Kynea number

A Kynea number is an integer of the form

$4^{n}+2^{n+1}-1$ .

An equivalent formula is

$(2^{n}+1)^{2}-2$ .

This indicates that a Kynea number is the nth power of 4 plus the (n + 1)th Mersenne number. Kynea numbers were studied by Cletus Emmanuel who named them after a baby girl.

The sequence of Kynea numbers starts with:

7, 23, 79, 287, 1087, 4223, 16639, 66047, 263167, 1050623, 4198399, 16785407, ... (sequence A093069 in the OEIS).

Properties

The binary representation of the nth Kynea number is a single leading one, followed by n - 1 consecutive zeroes, followed by n + 1 consecutive ones, or to put it algebraically:

$4^{n}+\sum _{i=0}^{n}2^{i}.$ So, for example, 23 is 10111 in binary, 79 is 1001111, etc. The difference between the nth Kynea number and the nth Carol number is the (n + 2)th power of two.

Prime Kynea numbers

 Kynea numbers n Decimal Binary 1 7 111 2 23 10111 3 79 1001111 4 287 100011111 5 1087 10000111111 6 4223 1000001111111 7 16639 100000011111111 8 66047 10000000111111111 9 263167 1000000001111111111

Starting with 7, every third Kynea number is a multiple of 7. Thus, for a Kynea number to be a prime number, its index n cannot be of the form 3x + 1 for x > 0. The first few Kynea numbers that are also prime are 7, 23, 79, 1087, 66047, 263167, 16785407 (sequence A091514 in the OEIS).

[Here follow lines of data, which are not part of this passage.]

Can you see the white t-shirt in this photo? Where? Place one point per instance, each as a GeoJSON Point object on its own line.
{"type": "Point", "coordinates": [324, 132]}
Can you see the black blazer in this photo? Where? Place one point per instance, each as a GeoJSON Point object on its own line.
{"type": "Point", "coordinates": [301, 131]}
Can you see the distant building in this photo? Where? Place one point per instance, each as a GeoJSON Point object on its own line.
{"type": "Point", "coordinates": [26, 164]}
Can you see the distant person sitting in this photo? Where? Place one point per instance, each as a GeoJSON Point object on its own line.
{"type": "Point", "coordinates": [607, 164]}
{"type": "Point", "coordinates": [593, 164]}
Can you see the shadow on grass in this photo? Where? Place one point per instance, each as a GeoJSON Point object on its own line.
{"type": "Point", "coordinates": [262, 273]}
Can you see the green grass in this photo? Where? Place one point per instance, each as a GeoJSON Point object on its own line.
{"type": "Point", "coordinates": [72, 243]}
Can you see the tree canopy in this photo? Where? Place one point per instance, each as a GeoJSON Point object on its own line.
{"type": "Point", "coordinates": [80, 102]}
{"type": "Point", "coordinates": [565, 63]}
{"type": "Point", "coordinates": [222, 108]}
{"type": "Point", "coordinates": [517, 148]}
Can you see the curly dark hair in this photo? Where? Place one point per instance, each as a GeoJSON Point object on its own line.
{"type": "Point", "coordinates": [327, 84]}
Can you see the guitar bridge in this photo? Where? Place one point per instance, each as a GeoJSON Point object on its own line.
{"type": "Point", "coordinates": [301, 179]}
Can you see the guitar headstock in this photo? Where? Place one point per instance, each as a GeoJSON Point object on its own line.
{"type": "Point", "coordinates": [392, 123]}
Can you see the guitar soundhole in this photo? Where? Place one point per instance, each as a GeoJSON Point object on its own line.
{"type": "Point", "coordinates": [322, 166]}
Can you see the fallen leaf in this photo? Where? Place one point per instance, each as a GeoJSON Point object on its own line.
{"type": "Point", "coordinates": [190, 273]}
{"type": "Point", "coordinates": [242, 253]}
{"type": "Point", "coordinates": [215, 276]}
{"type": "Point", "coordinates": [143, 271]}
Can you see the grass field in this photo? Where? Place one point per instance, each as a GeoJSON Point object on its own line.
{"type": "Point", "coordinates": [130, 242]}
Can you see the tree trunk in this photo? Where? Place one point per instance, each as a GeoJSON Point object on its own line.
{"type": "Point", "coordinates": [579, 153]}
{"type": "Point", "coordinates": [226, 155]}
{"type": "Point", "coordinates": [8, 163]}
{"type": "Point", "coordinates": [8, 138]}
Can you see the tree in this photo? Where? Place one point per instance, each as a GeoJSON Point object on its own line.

Their n values are: 1, 2, 3, 5, 8, 9, 12, 15, 17, 18, 21, 23, 27, 32, 51, 65, 87, 180, 242, 467, ... (sequence A091513 in the OEIS).

As of July 2019, the largest known prime Kynea number has index n = 852770, which has 513419 digits. It was found by Ryan Propper in July 2019 using the programs CKSieve and PrimeFormGW. It is the 51st Kynea prime.